Step 3: Create the Lambda function

aws lambda create-function \
  --function-name process-morton-cell \
  --runtime python3.12 \
  --architectures arm64 \
  --role arn:aws:iam::ACCOUNT_ID:role/lambda-execution-role \
  --handler deployment.aws.lambda_handler.lambda_handler \
  --zip-file fileb://deployment/aws/function.zip \
  --timeout 720 \
  --memory-size 2048 \
  --layers arn:aws:lambda:REGION:ACCOUNT_ID:layer:magg-layer-arm64:VERSION

Updating function code

# Re-create the zip
zip -j deployment/aws/function.zip deployment/aws/lambda_handler.py && \
  cd src && zip -ur ../deployment/aws/function.zip magg/ -i "*.py" && cd ..

# Update the Lambda function
aws lambda update-function-code \
  --function-name process-morton-cell \
  --zip-file fileb://deployment/aws/function.zip

Testing

# Build a granule catalog
uv run python -m magg.catalog --cycle 22 --parent-order 6

# Test locally first (no Lambda required)
uv run python -m magg --config atl06.yaml --catalog catalog.json \
  --store ./test.zarr --max-cells 1

# Dry run with the Lambda orchestrator
uv run python deployment/aws/invoke_lambda.py \
  --config atl06.yaml --catalog catalog.json --dry-run

Performance

Metric Value
Average execution time 2--3 minutes per cell
Maximum execution time 10 minutes
Lambda timeout 12 minutes (720s)
Configured memory 2048 MB
Typical memory usage 1--1.5 GB
Cold start 3--5 seconds

Cost Estimate

Per invocation (180s average, 2 GB memory): ~$0.006

Full run (~1,300 cells at order 6): ~$2 including S3 and CloudWatch costs.

Troubleshooting

!!! warning "Missing s3_credentials" Ensure your orchestrator script calls [get_nsidc_s3_credentials][magg.auth.get_nsidc_s3_credentials] and passes the credentials to each Lambda invocation.

!!! info "No granules found" This is normal for cells outside the data coverage area.
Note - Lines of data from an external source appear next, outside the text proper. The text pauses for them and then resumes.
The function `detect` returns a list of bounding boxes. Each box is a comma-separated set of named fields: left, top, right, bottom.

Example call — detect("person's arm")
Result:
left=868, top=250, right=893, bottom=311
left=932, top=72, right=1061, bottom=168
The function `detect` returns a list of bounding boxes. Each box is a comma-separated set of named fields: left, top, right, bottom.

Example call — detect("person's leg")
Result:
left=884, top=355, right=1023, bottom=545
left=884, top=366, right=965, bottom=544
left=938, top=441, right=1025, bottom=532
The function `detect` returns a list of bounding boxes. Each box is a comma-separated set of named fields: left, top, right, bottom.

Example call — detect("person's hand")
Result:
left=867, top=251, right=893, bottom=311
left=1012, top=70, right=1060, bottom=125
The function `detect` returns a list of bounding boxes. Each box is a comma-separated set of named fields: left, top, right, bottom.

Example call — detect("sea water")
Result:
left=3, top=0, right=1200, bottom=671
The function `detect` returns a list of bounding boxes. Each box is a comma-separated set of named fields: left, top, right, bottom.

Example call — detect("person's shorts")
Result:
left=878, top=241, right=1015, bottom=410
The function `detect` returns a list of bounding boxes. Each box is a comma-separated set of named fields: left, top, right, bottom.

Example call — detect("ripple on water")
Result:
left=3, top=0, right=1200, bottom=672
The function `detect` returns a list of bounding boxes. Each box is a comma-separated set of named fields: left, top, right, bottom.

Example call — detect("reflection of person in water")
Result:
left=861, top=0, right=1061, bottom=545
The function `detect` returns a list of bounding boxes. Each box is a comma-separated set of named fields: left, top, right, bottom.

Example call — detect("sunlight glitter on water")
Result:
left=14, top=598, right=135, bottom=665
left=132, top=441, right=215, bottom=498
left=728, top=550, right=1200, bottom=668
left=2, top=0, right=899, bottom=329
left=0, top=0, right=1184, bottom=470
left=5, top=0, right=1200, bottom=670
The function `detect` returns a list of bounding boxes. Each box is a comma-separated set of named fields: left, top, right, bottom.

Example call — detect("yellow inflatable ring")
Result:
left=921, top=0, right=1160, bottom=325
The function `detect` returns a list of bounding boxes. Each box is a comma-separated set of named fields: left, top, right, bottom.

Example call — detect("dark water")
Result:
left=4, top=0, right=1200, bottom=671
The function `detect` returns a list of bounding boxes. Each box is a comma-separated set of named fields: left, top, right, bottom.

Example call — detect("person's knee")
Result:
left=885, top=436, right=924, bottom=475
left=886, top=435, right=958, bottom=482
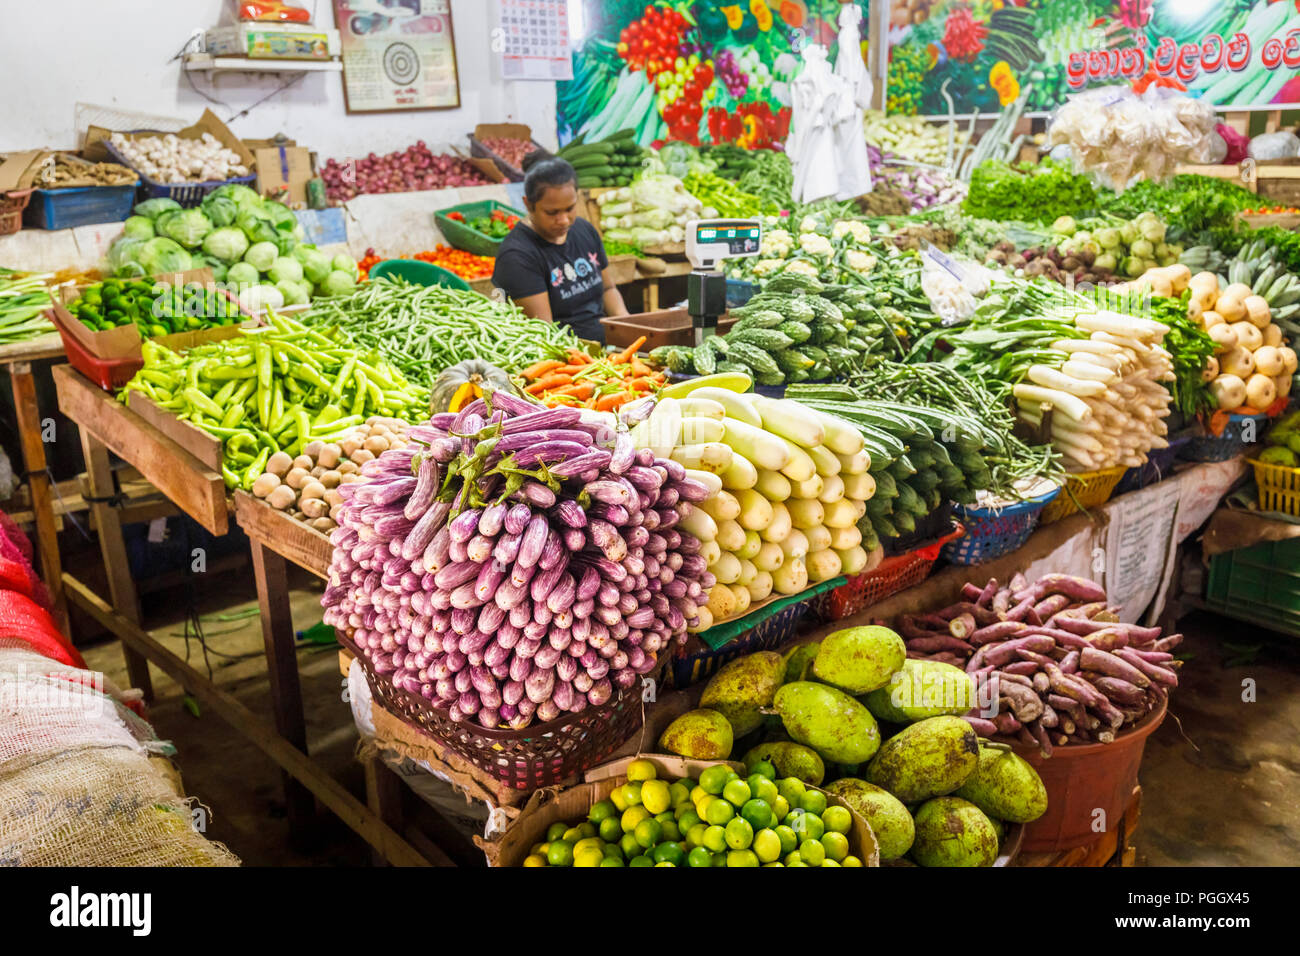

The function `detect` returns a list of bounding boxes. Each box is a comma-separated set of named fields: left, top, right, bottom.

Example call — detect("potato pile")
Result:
left=250, top=417, right=410, bottom=533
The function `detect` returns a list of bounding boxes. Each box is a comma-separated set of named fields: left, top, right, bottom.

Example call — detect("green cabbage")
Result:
left=203, top=255, right=229, bottom=283
left=201, top=194, right=237, bottom=228
left=237, top=199, right=299, bottom=253
left=276, top=279, right=310, bottom=306
left=330, top=254, right=358, bottom=278
left=207, top=183, right=260, bottom=210
left=320, top=270, right=357, bottom=297
left=107, top=237, right=148, bottom=277
left=226, top=262, right=259, bottom=287
left=301, top=250, right=332, bottom=285
left=202, top=226, right=250, bottom=263
left=237, top=284, right=285, bottom=314
left=133, top=197, right=182, bottom=219
left=157, top=208, right=213, bottom=249
left=243, top=241, right=279, bottom=273
left=138, top=238, right=193, bottom=276
left=123, top=215, right=156, bottom=240
left=291, top=243, right=318, bottom=265
left=269, top=256, right=304, bottom=284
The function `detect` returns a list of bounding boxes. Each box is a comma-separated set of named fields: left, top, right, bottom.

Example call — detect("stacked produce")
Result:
left=250, top=418, right=410, bottom=534
left=902, top=573, right=1179, bottom=753
left=1258, top=408, right=1300, bottom=468
left=682, top=169, right=774, bottom=219
left=638, top=383, right=874, bottom=630
left=320, top=393, right=714, bottom=729
left=555, top=130, right=645, bottom=189
left=963, top=159, right=1095, bottom=225
left=729, top=217, right=882, bottom=291
left=518, top=338, right=666, bottom=411
left=520, top=758, right=867, bottom=867
left=0, top=270, right=54, bottom=345
left=862, top=111, right=969, bottom=166
left=1182, top=237, right=1300, bottom=345
left=321, top=143, right=491, bottom=202
left=107, top=132, right=248, bottom=184
left=1095, top=174, right=1258, bottom=244
left=355, top=245, right=495, bottom=282
left=867, top=148, right=965, bottom=212
left=445, top=207, right=519, bottom=239
left=35, top=154, right=137, bottom=187
left=700, top=146, right=793, bottom=212
left=479, top=136, right=537, bottom=171
left=596, top=174, right=702, bottom=250
left=657, top=626, right=1047, bottom=865
left=119, top=313, right=428, bottom=490
left=66, top=278, right=244, bottom=335
left=297, top=278, right=579, bottom=387
left=985, top=213, right=1178, bottom=286
left=1143, top=292, right=1217, bottom=420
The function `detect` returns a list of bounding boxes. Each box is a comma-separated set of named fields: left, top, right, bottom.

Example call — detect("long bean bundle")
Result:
left=299, top=277, right=580, bottom=385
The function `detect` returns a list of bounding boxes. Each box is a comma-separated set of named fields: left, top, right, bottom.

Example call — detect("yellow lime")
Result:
left=842, top=855, right=863, bottom=867
left=621, top=805, right=651, bottom=832
left=609, top=787, right=629, bottom=812
left=599, top=856, right=624, bottom=866
left=523, top=853, right=547, bottom=867
left=690, top=785, right=709, bottom=806
left=529, top=842, right=546, bottom=855
left=774, top=824, right=798, bottom=854
left=622, top=781, right=644, bottom=807
left=574, top=846, right=604, bottom=867
left=722, top=778, right=752, bottom=807
left=772, top=795, right=790, bottom=820
left=703, top=824, right=728, bottom=853
left=603, top=841, right=623, bottom=859
left=822, top=805, right=852, bottom=834
left=576, top=822, right=596, bottom=839
left=546, top=841, right=574, bottom=867
left=762, top=861, right=784, bottom=867
left=821, top=858, right=841, bottom=867
left=654, top=861, right=676, bottom=867
left=699, top=765, right=732, bottom=795
left=799, top=790, right=827, bottom=815
left=725, top=816, right=754, bottom=849
left=727, top=849, right=759, bottom=868
left=753, top=828, right=782, bottom=863
left=749, top=775, right=780, bottom=805
left=562, top=826, right=583, bottom=843
left=704, top=797, right=735, bottom=826
left=686, top=822, right=709, bottom=847
left=821, top=831, right=850, bottom=862
left=625, top=759, right=657, bottom=782
left=669, top=781, right=692, bottom=807
left=588, top=799, right=617, bottom=824
left=574, top=837, right=603, bottom=857
left=778, top=777, right=806, bottom=804
left=799, top=839, right=826, bottom=867
left=784, top=850, right=803, bottom=866
left=641, top=780, right=672, bottom=815
left=634, top=818, right=663, bottom=848
left=620, top=833, right=641, bottom=859
left=678, top=810, right=702, bottom=833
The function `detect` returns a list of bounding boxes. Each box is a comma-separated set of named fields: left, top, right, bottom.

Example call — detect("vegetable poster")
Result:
left=887, top=0, right=1300, bottom=117
left=558, top=1, right=872, bottom=148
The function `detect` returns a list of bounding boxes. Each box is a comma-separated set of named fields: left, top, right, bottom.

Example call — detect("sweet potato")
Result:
left=1047, top=693, right=1083, bottom=719
left=1054, top=616, right=1161, bottom=642
left=907, top=634, right=974, bottom=654
left=977, top=578, right=999, bottom=607
left=1079, top=645, right=1150, bottom=687
left=1023, top=573, right=1106, bottom=604
left=996, top=671, right=1034, bottom=688
left=1032, top=671, right=1051, bottom=695
left=1151, top=634, right=1183, bottom=652
left=1039, top=702, right=1059, bottom=728
left=963, top=714, right=999, bottom=736
left=1000, top=681, right=1044, bottom=723
left=1114, top=648, right=1179, bottom=686
left=1090, top=695, right=1126, bottom=729
left=898, top=616, right=945, bottom=640
left=992, top=711, right=1022, bottom=735
left=968, top=620, right=1027, bottom=645
left=992, top=588, right=1012, bottom=618
left=1084, top=628, right=1127, bottom=651
left=1033, top=593, right=1072, bottom=620
left=1085, top=674, right=1146, bottom=706
left=1022, top=625, right=1091, bottom=648
left=961, top=582, right=984, bottom=603
left=937, top=601, right=998, bottom=626
left=1006, top=596, right=1036, bottom=622
left=1002, top=660, right=1039, bottom=676
left=949, top=612, right=977, bottom=640
left=985, top=635, right=1055, bottom=666
left=1009, top=572, right=1028, bottom=592
left=1125, top=648, right=1174, bottom=663
left=1033, top=720, right=1054, bottom=757
left=1060, top=649, right=1079, bottom=674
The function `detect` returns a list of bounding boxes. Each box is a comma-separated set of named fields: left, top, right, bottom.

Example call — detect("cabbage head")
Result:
left=123, top=215, right=156, bottom=240
left=269, top=256, right=304, bottom=284
left=331, top=254, right=359, bottom=278
left=301, top=250, right=332, bottom=285
left=203, top=255, right=229, bottom=283
left=133, top=197, right=182, bottom=219
left=237, top=284, right=285, bottom=314
left=243, top=241, right=279, bottom=273
left=276, top=279, right=310, bottom=306
left=157, top=208, right=214, bottom=249
left=226, top=262, right=260, bottom=287
left=202, top=226, right=250, bottom=263
left=320, top=270, right=357, bottom=297
left=137, top=238, right=193, bottom=276
left=107, top=236, right=148, bottom=277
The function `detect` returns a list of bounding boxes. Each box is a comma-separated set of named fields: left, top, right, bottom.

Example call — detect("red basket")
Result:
left=814, top=524, right=965, bottom=621
left=47, top=307, right=142, bottom=390
left=1, top=189, right=33, bottom=236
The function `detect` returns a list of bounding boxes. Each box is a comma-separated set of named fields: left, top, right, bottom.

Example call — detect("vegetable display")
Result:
left=556, top=129, right=646, bottom=189
left=66, top=278, right=243, bottom=336
left=320, top=392, right=714, bottom=729
left=120, top=312, right=428, bottom=490
left=519, top=338, right=667, bottom=411
left=355, top=245, right=495, bottom=282
left=596, top=174, right=702, bottom=250
left=0, top=270, right=54, bottom=345
left=904, top=572, right=1179, bottom=754
left=681, top=170, right=774, bottom=220
left=862, top=111, right=969, bottom=166
left=321, top=142, right=491, bottom=202
left=35, top=153, right=137, bottom=187
left=986, top=212, right=1179, bottom=285
left=1258, top=408, right=1300, bottom=468
left=478, top=136, right=537, bottom=171
left=963, top=159, right=1095, bottom=225
left=107, top=131, right=248, bottom=184
left=445, top=207, right=519, bottom=240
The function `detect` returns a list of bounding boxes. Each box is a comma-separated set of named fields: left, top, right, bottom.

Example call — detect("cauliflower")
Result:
left=799, top=215, right=821, bottom=234
left=833, top=220, right=872, bottom=243
left=845, top=250, right=876, bottom=275
left=752, top=258, right=788, bottom=277
left=785, top=260, right=821, bottom=278
left=799, top=233, right=834, bottom=256
left=761, top=229, right=794, bottom=258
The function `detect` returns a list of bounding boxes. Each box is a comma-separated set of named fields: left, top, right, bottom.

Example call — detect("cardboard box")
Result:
left=471, top=123, right=545, bottom=182
left=254, top=145, right=313, bottom=204
left=0, top=149, right=45, bottom=193
left=83, top=109, right=256, bottom=175
left=205, top=24, right=340, bottom=60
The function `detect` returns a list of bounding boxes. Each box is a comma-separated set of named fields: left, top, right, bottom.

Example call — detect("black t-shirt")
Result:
left=492, top=218, right=609, bottom=343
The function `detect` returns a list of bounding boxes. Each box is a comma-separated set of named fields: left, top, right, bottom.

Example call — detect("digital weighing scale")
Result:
left=684, top=218, right=763, bottom=346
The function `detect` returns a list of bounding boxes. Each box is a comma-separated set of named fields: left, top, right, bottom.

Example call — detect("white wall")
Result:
left=0, top=0, right=558, bottom=158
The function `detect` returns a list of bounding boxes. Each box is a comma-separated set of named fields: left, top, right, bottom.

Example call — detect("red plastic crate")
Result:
left=49, top=308, right=141, bottom=390
left=814, top=524, right=965, bottom=621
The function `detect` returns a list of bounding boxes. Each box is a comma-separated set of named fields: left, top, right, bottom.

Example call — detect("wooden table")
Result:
left=51, top=363, right=441, bottom=866
left=0, top=332, right=68, bottom=632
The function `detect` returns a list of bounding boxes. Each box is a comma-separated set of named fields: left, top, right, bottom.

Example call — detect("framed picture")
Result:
left=333, top=0, right=461, bottom=113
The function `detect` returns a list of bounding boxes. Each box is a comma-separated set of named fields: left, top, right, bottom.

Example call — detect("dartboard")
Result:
left=383, top=42, right=420, bottom=85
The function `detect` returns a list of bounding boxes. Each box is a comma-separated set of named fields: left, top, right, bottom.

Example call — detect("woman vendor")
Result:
left=492, top=156, right=629, bottom=343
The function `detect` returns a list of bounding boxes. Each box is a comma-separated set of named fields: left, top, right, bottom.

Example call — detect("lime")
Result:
left=822, top=805, right=852, bottom=835
left=620, top=833, right=641, bottom=859
left=574, top=846, right=604, bottom=867
left=784, top=850, right=804, bottom=866
left=577, top=822, right=597, bottom=839
left=712, top=852, right=729, bottom=867
left=610, top=787, right=630, bottom=812
left=740, top=798, right=774, bottom=830
left=562, top=826, right=583, bottom=843
left=628, top=855, right=654, bottom=867
left=523, top=853, right=547, bottom=867
left=821, top=858, right=841, bottom=867
left=669, top=781, right=692, bottom=807
left=727, top=849, right=759, bottom=868
left=659, top=819, right=682, bottom=842
left=785, top=809, right=824, bottom=841
left=634, top=818, right=663, bottom=848
left=799, top=790, right=827, bottom=815
left=753, top=828, right=782, bottom=863
left=799, top=839, right=826, bottom=867
left=588, top=799, right=617, bottom=825
left=774, top=824, right=798, bottom=854
left=821, top=831, right=850, bottom=862
left=574, top=837, right=603, bottom=856
left=598, top=817, right=623, bottom=842
left=641, top=779, right=672, bottom=815
left=625, top=758, right=657, bottom=782
left=678, top=810, right=702, bottom=833
left=762, top=861, right=784, bottom=867
left=654, top=810, right=675, bottom=826
left=622, top=781, right=644, bottom=807
left=749, top=775, right=780, bottom=805
left=688, top=846, right=713, bottom=867
left=750, top=759, right=777, bottom=780
left=546, top=841, right=574, bottom=867
left=546, top=821, right=567, bottom=842
left=772, top=795, right=790, bottom=820
left=529, top=842, right=546, bottom=856
left=704, top=798, right=735, bottom=826
left=654, top=861, right=676, bottom=867
left=842, top=855, right=863, bottom=867
left=699, top=765, right=732, bottom=795
left=722, top=778, right=752, bottom=807
left=690, top=785, right=708, bottom=806
left=686, top=823, right=709, bottom=847
left=702, top=824, right=728, bottom=853
left=621, top=805, right=651, bottom=833
left=602, top=841, right=623, bottom=859
left=652, top=841, right=686, bottom=866
left=600, top=856, right=624, bottom=866
left=725, top=816, right=754, bottom=850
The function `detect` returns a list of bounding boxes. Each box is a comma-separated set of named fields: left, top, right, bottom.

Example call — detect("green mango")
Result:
left=699, top=651, right=784, bottom=738
left=742, top=741, right=825, bottom=785
left=811, top=625, right=905, bottom=694
left=825, top=778, right=915, bottom=860
left=954, top=744, right=1049, bottom=823
left=865, top=715, right=980, bottom=803
left=910, top=796, right=999, bottom=867
left=864, top=659, right=977, bottom=724
left=774, top=681, right=880, bottom=765
left=781, top=641, right=819, bottom=683
left=658, top=709, right=733, bottom=760
left=1259, top=445, right=1298, bottom=468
The function returns gracefully with error: "No granules found".

!!! warning "S3 write permission denied" Check that the Lambda execution role has s3:PutObject permission for the output bucket.

!!! warning "Too many open files" Decrease max workers (e.g., --max-workers 50) or increase ulimit (ulimit -n 10000).